The Achronix 2D NoC operates at 2 GHz using a 256-bit bi-directional bus. Each conv2d instance connects to two NAPs, enabling a maximum bandwidth to/from the GDDR6 interface of 512 Gbps on one node. The block diagram below shows a close-up of the 2D NoC and one NAP connected to the local conv2d instance.



Figure 5 – Achronix 2D NoC and NAP

The soft 2D NoC uses a five-way crossbar switch. One port communicates with the local conv2d instance, while the other ports communicate with the next node in the mesh. This solution can achieve 82 MHz from node to node, producing a maximum bandwidth to/from the GDDR6 interface of 21 Gbps on one node. The block diagram below shows one crossbar switch in the soft 2D NoC mesh.



# Achronix

## 2D NoC Reduces Design Time and Tool Run Time

The Achronix 2D NoC leverages the AXI-4 standard to communicate with the NAPs, which is an interface standard many FPGA designers are familiar with already. Additionally, the 2D NoC includes built-in features such as clock-domain crossing logic, transaction flow control, and decoding of addresses, that no longer need to be included in the user logic. The full-featured implementation of the Achronix 2D NoC eliminates a large amount of design work for the user, allowing designers to concentrate on the accelerator connecting to the 2D NoC.

Along with reduced design time, a design which utilizes the Achronix 2D NoC uses fewer resources than one which uses a soft 2D NoC. The result is less logic to place and route and results in faster run time through the tools. For example, the design using the Achronix 2D NoC takes less than half the time to place and route versus the implementation using the soft 2D NoC.

## Conclusions

The integrated Speedster7t 2D NoC enables a fundamental shift in the FPGA design process. Achronix is the first FPGA company to integrate a 2D NoC which connects all of the system interfaces and the FPGA fabric. This new architecture makes Achronix FPGAs uniquely suitable for high-bandwidth applications while significantly improving designer productivity. Because the 2D NoC manages all of the networking functions between data accelerators designed into the FPGA fabric and the high-speed data interfaces, designers need only design their data accelerators and connect them to a NAP primitive.

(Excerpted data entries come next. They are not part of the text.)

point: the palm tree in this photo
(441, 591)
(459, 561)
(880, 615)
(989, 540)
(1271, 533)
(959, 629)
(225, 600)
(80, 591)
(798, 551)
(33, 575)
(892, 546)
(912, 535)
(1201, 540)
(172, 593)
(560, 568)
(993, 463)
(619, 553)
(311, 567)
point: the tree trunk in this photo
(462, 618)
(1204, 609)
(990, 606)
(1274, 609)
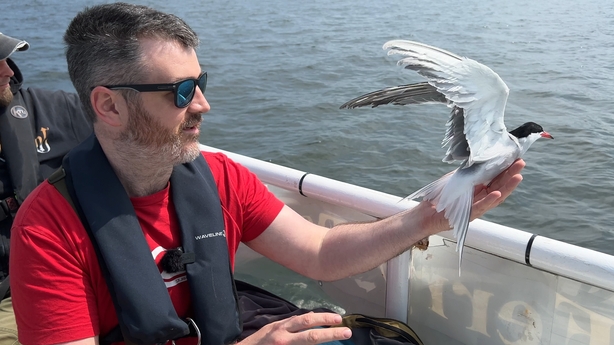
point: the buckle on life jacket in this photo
(194, 329)
(194, 332)
(8, 208)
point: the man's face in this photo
(149, 134)
(155, 125)
(6, 96)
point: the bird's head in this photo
(528, 133)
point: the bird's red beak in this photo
(547, 135)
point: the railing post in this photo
(397, 287)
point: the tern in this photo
(475, 135)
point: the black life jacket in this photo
(144, 309)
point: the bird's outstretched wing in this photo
(419, 93)
(476, 94)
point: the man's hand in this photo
(300, 330)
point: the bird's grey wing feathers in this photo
(468, 85)
(398, 95)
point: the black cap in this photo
(9, 44)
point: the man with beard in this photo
(37, 128)
(142, 189)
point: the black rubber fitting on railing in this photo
(527, 253)
(300, 185)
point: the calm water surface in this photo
(279, 70)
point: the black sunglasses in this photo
(183, 90)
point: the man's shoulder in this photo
(45, 202)
(46, 95)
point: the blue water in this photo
(279, 70)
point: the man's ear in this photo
(109, 105)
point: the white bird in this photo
(475, 135)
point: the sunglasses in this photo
(183, 90)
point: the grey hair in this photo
(102, 45)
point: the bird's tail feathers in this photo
(458, 213)
(431, 191)
(456, 205)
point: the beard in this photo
(149, 136)
(6, 97)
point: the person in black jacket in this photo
(37, 128)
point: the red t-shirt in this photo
(59, 293)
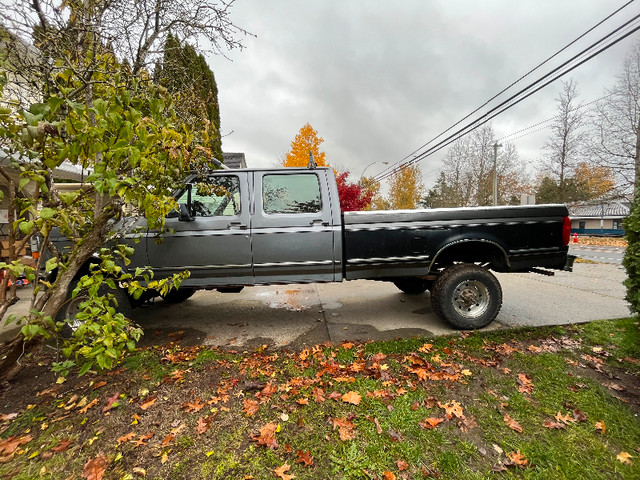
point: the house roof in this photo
(611, 209)
(234, 160)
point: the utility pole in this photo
(495, 172)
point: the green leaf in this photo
(47, 213)
(51, 264)
(26, 227)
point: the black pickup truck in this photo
(237, 228)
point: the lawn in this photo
(549, 403)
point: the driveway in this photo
(296, 315)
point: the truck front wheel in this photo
(466, 296)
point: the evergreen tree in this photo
(185, 72)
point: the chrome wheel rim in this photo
(471, 299)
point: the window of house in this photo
(298, 193)
(214, 197)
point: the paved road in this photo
(598, 253)
(296, 315)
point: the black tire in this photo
(466, 296)
(180, 295)
(413, 286)
(70, 307)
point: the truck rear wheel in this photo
(466, 296)
(413, 286)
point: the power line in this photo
(583, 105)
(564, 68)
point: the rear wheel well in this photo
(489, 254)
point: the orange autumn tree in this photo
(306, 141)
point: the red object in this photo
(566, 230)
(352, 196)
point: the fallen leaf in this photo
(351, 397)
(304, 457)
(345, 427)
(524, 382)
(280, 472)
(141, 472)
(267, 436)
(377, 424)
(203, 425)
(548, 423)
(318, 395)
(395, 435)
(467, 423)
(566, 419)
(579, 415)
(431, 423)
(92, 403)
(193, 407)
(8, 446)
(168, 439)
(126, 438)
(624, 457)
(63, 445)
(517, 458)
(251, 407)
(94, 469)
(452, 409)
(111, 402)
(512, 424)
(142, 441)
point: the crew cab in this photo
(237, 228)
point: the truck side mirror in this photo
(185, 216)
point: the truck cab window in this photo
(298, 193)
(214, 197)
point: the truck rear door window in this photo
(215, 197)
(298, 193)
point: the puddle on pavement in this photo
(292, 300)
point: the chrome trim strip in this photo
(295, 264)
(200, 233)
(440, 225)
(200, 267)
(296, 229)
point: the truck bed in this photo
(400, 243)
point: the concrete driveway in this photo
(296, 315)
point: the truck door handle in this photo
(319, 222)
(236, 226)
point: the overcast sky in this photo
(379, 79)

When compared to using a soft 2D NoC, designers can benefit from:

- Reduced logic utilization and increased overall FPGA performance
- Increased bandwidth
- Reduction in memory requirements
- Faster design time and less tool run time

#### Table 3 – Summary Comparison of Speedster7t 2D NoC versus Soft 2D NoC

| Metric    | Soft 2D NoC | Speedster7t 2D NoC | Improvement |
|-----------|-------------|--------------------|-------------|
| Frequency | 82 MHz      | 565 MHz            | 7×          |
| Bandwidth | 21 Gbps     | 512 Gbps           | 24×         |
| LUTs      | 80365       | 10812              | 7×          |
| BRAMs     | 1724        | 1178               | 1.5×        |
| MLPs      | 1140        | 1140               | 1×          |
| Run Time  | 120 minutes | 50 minutes         | 2.4         |